PyTorch LLM Improvements, Oracle & Salesforce Conference Updates, Google’s 🐳 AI

Plus, Mistral Debuts Pixtral 12B Multimodal Model

But seriously, when did we start naming stuff after fruit instead of animals? Looking at you, 🍐 (oof) and the non-profit that decided to morph into a for-profit entity, with the last founding member deciding to depart faster than you can say "I have no equity in OpenAI… I do this because I love it, 💚 ". Anyways, this week is full of news (and there have been many more over the weekend), so let's dive right in! But first:

GenAI360 Exclusive: Unlock Free Tickets for RetrieveX Conference on Oct 17 in San Francisco.

Come hear from the creators of Meta Llama, PyTorch, Kubeflow, CAFFE, along with leaders from Microsoft, AWS, Bayer, Flagship Pioneering, Cresta, VoyageAI, Omneky how to build best retrieval for AI.

If you're executive who's considering or working on GenAI projects, fill in the form below for a complimentary ticket for the conference - hurry up because tickets are limited!

Date: October 17, 10:30am - 7pm PT
Venue: The Midway, 900 Marin St, San Francisco

Key Takeaways

  • Mistral released Pixtral 12B, their first multimodal model capable of processing both images and text, outperforming other top models on various benchmarks.

  • IBM researchers presented improvements to PyTorch, including a high-throughput data loader and enhanced LLM training throughput.

  • Google developed a whale bioacoustics model capable of identifying eight distinct whale species and multiple vocalizations.

  • General OCR Theory employs a unified end-to-end model with a high-compression encoder and long-context decoder, which outperformed existing models on various OCR tasks.

  • OpenAI's o1 model shows significant improvements over GPT-4 on reasoning-heavy tasks, rivaling human expert performance on many benchmarks.

  • A paper drawing parallels to quantum mechanics applies the Universal Approximation Theorem to explain LLM memory mechanisms, and found some models able to memorize nearly 100% of 2,000 poems after limited exposure.

Got forwarded this newsletter? Subscribe below👇

The Latest AI News

We’ve been hearing about Project Strawberry for a while and it’s finally here, with OpenAI releasing a preview version of the model called o1. There were a bunch of other releases too, including multimodal modals, speech-text foundation models, and open-source development frameworks. 

Some interesting models for life science applications also came up, which might have gone under the radar amidst the o1 release hype.

Mistral Enters Multimodal Arena and Groq’s New Release

Mistral’s first multimodal model showed promising results on various multimodal benchmarks. (Source) 

Pixtral 12B is a new multimodal AI model from Mistral, who previously released three models at around the same time. This new model is capable of processing both images and text. It has 12 billion parameters and is approximately 24GB in size.
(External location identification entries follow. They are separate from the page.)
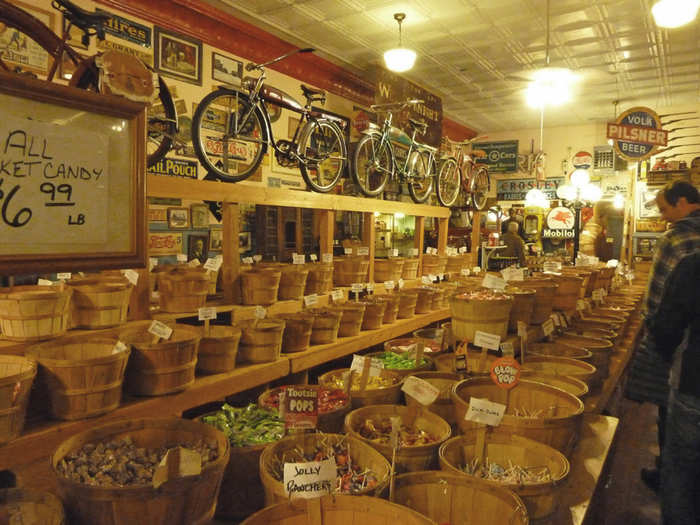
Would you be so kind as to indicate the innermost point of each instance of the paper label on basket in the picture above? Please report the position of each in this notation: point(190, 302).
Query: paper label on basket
point(308, 480)
point(161, 330)
point(310, 300)
point(485, 411)
point(507, 349)
point(299, 407)
point(505, 372)
point(548, 327)
point(420, 390)
point(486, 340)
point(132, 276)
point(206, 312)
point(213, 264)
point(375, 365)
point(513, 274)
point(493, 282)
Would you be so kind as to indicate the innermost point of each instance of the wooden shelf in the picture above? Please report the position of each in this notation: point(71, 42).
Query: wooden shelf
point(161, 186)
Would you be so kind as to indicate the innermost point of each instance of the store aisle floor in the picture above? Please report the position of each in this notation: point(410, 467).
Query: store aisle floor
point(627, 500)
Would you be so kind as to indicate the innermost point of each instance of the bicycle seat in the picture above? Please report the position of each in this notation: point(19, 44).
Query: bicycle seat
point(418, 125)
point(82, 18)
Built on Mistral's Nemo 12B text model, it can answer questions about multiple images of any size using URLs or base64-encoded images.The model is expected to perform tasks like image captioning and object counting, similar to other multimodal models like Claude and GPT-4o.

Pixtral 12B also performed well on various multimodal benchmarks like MMMU and ChartQA, outperforming other top models like Claude 3 Haiku and Phi-3 Vision.
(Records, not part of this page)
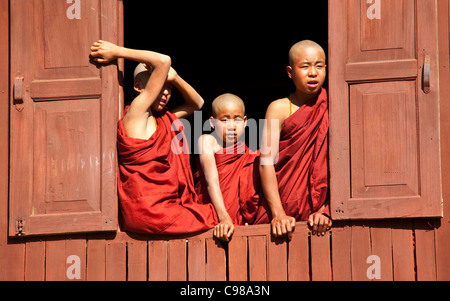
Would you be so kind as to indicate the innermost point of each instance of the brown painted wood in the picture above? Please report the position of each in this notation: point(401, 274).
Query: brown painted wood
point(116, 261)
point(63, 127)
point(137, 260)
point(96, 258)
point(443, 230)
point(360, 251)
point(257, 252)
point(384, 129)
point(321, 258)
point(298, 256)
point(35, 260)
point(177, 260)
point(216, 269)
point(196, 259)
point(403, 252)
point(277, 259)
point(341, 252)
point(237, 259)
point(425, 250)
point(157, 260)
Don't hate us for this shot. Pixtral 12B’s results on various multimodal benchmarks. (Source)

Instead of another multimodal model release, we saw an open-source development framework pop up. xRx by Groq lets developers make conversational AI solutions by combining multimodal input and outputs.

It makes life easier for users wanting to develop projects like voice-based assistants, text-based chatbots, and multimodal applications by giving them all the tools they need in one place. 

Oracle’s Multicloud Vision and Tensor Parallelism Breakthroughs

The conference season is upon us (while we're at it - grab your tickets for RetrieveX). PyTorch Conference, Dreamforce, the Oracle CloudWorld

Speaking of the latter, Oracle's CTO Larry Ellison announced a new partnership with AWS, following similar deals with Microsoft and Google. The partnership, called Oracle Database@AWS, will embed Oracle Cloud Infrastructure inside AWS data centers. They've also annouced APEX, a low-code development platform, uses AI to help create secure applications from the start.

What’s more is that Ellison mentioned that Oracle is already building a >1GW data center that’s powered by 3 data centers, and that Oracle is probably going to have 2000 data centers worldwide. 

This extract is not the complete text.